Utilizing Multiple Interlocking Learning Communities to Form a Center for Teaching and Learning (original) (raw)

2008, Learning Assistance Review

The trend toward implementing models for Centers for Teaching and Learning (CTL) for academic support in higher education is gaining momentum. Whether due to external influences, such as the Carnegie Academy for the Scholarship of Teaching and Learning, which promotes inquiry about teaching and learning, or more related to internal forces such as the pressure to improve student retention, learning assistance administrators and teaching faculty increasingly share a common mission. The CTL movement assumes that significant learning takes place in multiple environments in and out of the classroom and that learning is a social interaction dependent on multi-layered and diverse learning communities. A case study at Randolph-Macon College suggests that moving learning centers toward the CTL model can effectively address some of the biggest challenges in the current postsecondary climate, such as retention, use of limited resources, and increased access.

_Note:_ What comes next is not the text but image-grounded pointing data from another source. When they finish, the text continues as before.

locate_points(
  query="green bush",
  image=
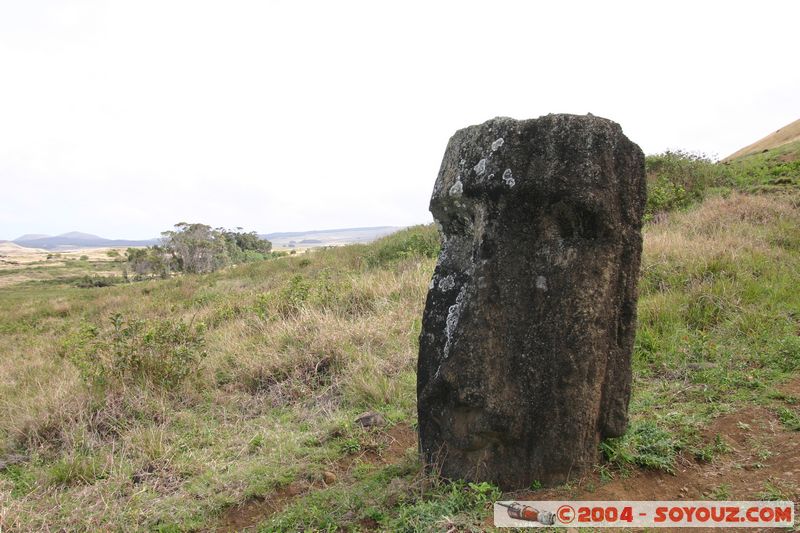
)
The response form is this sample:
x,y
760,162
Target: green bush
x,y
645,444
90,282
676,179
136,352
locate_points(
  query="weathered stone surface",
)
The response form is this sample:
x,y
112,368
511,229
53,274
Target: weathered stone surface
x,y
528,329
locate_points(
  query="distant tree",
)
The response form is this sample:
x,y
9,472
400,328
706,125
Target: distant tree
x,y
153,260
196,247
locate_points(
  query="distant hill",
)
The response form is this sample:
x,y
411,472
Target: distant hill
x,y
76,239
327,237
30,237
785,135
289,239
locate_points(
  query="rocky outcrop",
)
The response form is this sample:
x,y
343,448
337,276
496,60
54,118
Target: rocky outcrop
x,y
524,362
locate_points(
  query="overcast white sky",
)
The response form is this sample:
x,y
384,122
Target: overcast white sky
x,y
123,118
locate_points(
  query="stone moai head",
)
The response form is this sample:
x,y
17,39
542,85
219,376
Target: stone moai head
x,y
529,323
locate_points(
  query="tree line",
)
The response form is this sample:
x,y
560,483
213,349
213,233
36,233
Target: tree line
x,y
198,248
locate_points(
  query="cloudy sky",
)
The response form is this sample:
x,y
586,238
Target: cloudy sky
x,y
123,118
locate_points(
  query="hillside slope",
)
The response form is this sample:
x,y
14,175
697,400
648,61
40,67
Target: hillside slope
x,y
785,135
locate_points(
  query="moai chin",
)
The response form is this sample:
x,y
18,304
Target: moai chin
x,y
525,350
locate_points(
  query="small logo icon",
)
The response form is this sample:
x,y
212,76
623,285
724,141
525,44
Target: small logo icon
x,y
565,514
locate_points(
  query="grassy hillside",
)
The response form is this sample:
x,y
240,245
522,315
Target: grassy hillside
x,y
228,400
788,134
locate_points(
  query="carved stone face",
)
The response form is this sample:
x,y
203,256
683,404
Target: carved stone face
x,y
528,326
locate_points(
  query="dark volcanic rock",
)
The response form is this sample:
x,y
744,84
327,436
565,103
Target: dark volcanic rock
x,y
526,341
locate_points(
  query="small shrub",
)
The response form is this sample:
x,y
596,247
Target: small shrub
x,y
75,470
646,445
90,282
136,352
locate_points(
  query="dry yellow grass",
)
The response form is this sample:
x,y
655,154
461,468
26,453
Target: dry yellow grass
x,y
275,398
785,135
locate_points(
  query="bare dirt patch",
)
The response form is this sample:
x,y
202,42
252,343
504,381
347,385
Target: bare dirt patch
x,y
763,462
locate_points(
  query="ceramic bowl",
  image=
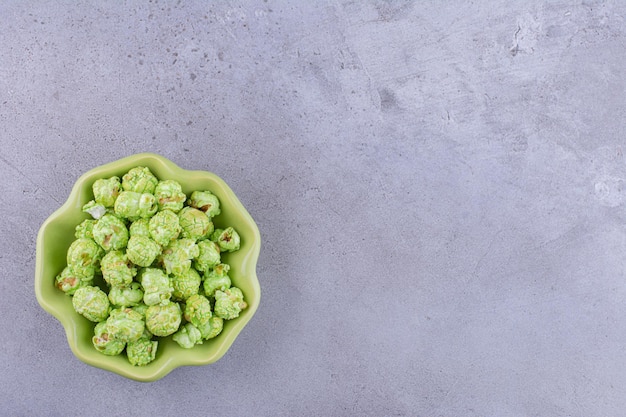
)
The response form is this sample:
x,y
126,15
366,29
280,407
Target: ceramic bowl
x,y
57,233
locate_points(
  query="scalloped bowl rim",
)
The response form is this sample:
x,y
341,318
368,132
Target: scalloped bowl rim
x,y
72,323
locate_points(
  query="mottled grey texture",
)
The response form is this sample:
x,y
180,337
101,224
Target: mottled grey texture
x,y
439,187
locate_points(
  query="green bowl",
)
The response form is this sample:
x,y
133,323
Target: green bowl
x,y
57,233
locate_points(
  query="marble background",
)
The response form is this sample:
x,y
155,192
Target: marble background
x,y
440,189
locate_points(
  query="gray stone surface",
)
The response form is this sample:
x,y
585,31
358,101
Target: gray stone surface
x,y
439,187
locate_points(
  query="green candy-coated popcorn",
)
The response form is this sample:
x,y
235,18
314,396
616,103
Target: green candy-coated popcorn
x,y
186,284
139,180
116,269
84,252
142,351
105,191
208,255
105,343
142,250
197,310
85,229
68,282
212,327
141,309
169,195
227,239
133,206
205,201
163,320
164,227
140,227
229,303
94,209
195,224
156,286
125,324
176,258
216,279
129,296
92,303
188,336
110,233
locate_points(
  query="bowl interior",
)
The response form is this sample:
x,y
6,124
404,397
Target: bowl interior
x,y
57,233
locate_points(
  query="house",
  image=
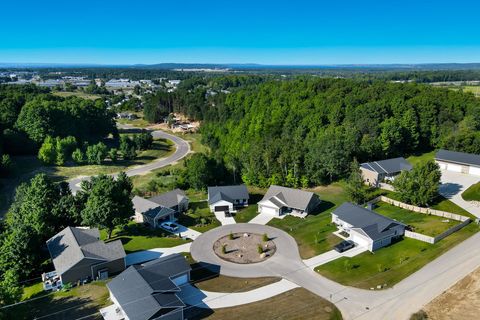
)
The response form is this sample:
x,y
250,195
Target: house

F aculty and administrators openly acknowledge that major challenges are facing colleges and universities in the new century, including an increasingly diverse learning population, financial challenges, pressure to improve retention rates, and a renewed emphasis on defining specialized institutional missions (Hanes, 2007; Marcy & Guskin, 2003; O'Meara, Kaufman, & Kuntz, 2003). Unfortunately, pressure from unfunded mandates, emphasis on change for change's sake, and turnover in key personnel can result in collective institutional frustration, or, perhaps more critically, may distract stakeholders from making use of assets already in place to address such issues. The recognition and utilization of non-traditional learning communities on campus, in conjunction with an emphasis on the scholarship of teaching and learning, can lead to positive solutions to many of these problems.